Dr. Humphrey, as an internist, was unprepared and out of his league for his year-long stint as a clinical associate on 2 East. What I loved most about Humphrey’s account is the honest look he took at his own part of the story. Humphrey and his colleagues survive the year through camaraderie, humor, and, in Humphrey’s case, poetry and horses. At times they are angry or indignant, heartbroken or despondent, but mostly kind, caring, and concerned, which speaks mountains to the strength of character of each doctor. Humphrey considers the people with whom he interacted, from fellow doctors to the patients themselves, thoughtfully and with great humility.
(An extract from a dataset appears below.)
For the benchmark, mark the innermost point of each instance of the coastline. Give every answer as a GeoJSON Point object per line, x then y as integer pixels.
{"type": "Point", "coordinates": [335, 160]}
Despite the subject matter, the book is easy to read and Humphrey develops each character with depth, paying lasting tribute to the children, the families and the medical personnel who were tasked with making terrible and often objectionable medical decisions in the name of the greater good. It’s not a medical book (well, it is, but…), it’s a fascinating and thought-provoking look at humanity in the face of adversity.
This fascinating memoir opens a window to the world of 1964 and 1965, the early days of chemo protocols to treat childhood leukemia. The author gives us a front row seat and we feel his pain as he treats a series of children suffering through chemo cycles for one last promise of a cure. I had to put this book down numerous times, but I was always drawn back into it. While the story is dark, within the sadness lies hope and love. This is a challenging but worthwhile read.
Having worked in peds oncology for several years I can say with relief that prognoses have improved since Dr Humphrey was on 2 East, but so many aspects of the children’s care remain the same. The same drugs, same courses, same heartbreak.
Grateful for the work done by Dr. Humphrey and the others on 2 East and other institutions to lay the foundations of treatment and care for the children fighting cancer today.